Measured on the local i5-11600K rig with Python 3.12.3, Rust 1.85.0, and Julia 1.12.6. This was a non-isolated workstation comparison with the CPU governor set to powersave and nontrivial host load; treat it as local regression evidence, not a production latency claim.

Operation Python Rust Julia Dispatch
Scalar faraday_back_emf 745 ns 84.5 ns not used for scalar dispatch rust, then python
4 096-sample waveform 117 us 247 us 1.82 s through CLI startup python, then rust, then julia

The waveform Rust result is slower here because the current PyO3 bridge moves Python lists across the FFI boundary. The Rust core remains the production kernel; Python is the fastest measured facade for NumPy-resident waveform batches until a zero-copy array bridge lands.

The recovery waveform also ships a Mojo surface (mojo/faraday_recovery.mojo, compiled with mojo build -Xlinker -lm): a subprocess CLI whose flux array is bit-exact and whose flux-rate/EMF/power and integrated energy are tolerance-aware (~1 ULP — Mojo fuses the product-rule multiply-add and numpy sums the energy pairwise). Its per-call process spawn places it behind the in-process backends but ahead of the Julia CLI, so the dispatch list is ["python", "rust", "mojo", "julia"]; like Julia it is a measured/parity surface, parity-tested in tests/unit/physics/test_faraday_recovery_mojo_parity.py, not the runtime hot path.

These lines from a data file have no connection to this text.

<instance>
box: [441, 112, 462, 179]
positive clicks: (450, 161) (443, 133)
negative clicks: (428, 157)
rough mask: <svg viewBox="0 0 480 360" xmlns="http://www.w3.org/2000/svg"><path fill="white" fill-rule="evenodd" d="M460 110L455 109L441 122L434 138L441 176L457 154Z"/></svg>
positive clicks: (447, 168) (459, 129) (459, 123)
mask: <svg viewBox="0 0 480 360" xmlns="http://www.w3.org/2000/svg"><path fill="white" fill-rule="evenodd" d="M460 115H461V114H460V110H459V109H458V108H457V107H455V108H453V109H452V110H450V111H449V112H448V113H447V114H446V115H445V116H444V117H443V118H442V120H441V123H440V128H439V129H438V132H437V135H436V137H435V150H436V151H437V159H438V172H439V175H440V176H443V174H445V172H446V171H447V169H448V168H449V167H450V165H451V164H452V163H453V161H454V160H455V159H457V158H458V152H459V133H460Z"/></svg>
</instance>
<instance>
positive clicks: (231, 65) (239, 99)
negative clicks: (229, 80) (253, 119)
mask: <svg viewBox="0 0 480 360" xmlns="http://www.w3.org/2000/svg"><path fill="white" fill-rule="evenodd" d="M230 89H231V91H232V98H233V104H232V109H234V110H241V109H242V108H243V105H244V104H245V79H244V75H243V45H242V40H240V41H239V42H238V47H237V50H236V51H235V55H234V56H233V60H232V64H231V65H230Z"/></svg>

Benchmark summaries are committed at:

  • bench/results/faraday_back_emf.json
  • bench/results/faraday_recovery_waveform.json

Cross-repository touch points

  • SCPN-FUSION-CORE: owns self-consistent pulsed compression (FUS-C.6) and the eventual fully coupled recovery model (FUS-C.7). MIF-009 remains local and upstream-pending until that surface exists.
  • MIF trigger fabric: uses MIF-009 as the energy-balance carrier for the sub-50 ns recovery trigger acceptance criteria.
  • SCPN-CONTROL: may consume the reported recovered-power waveform as a pulsed-shot lifecycle guard after MIF-004 is implemented.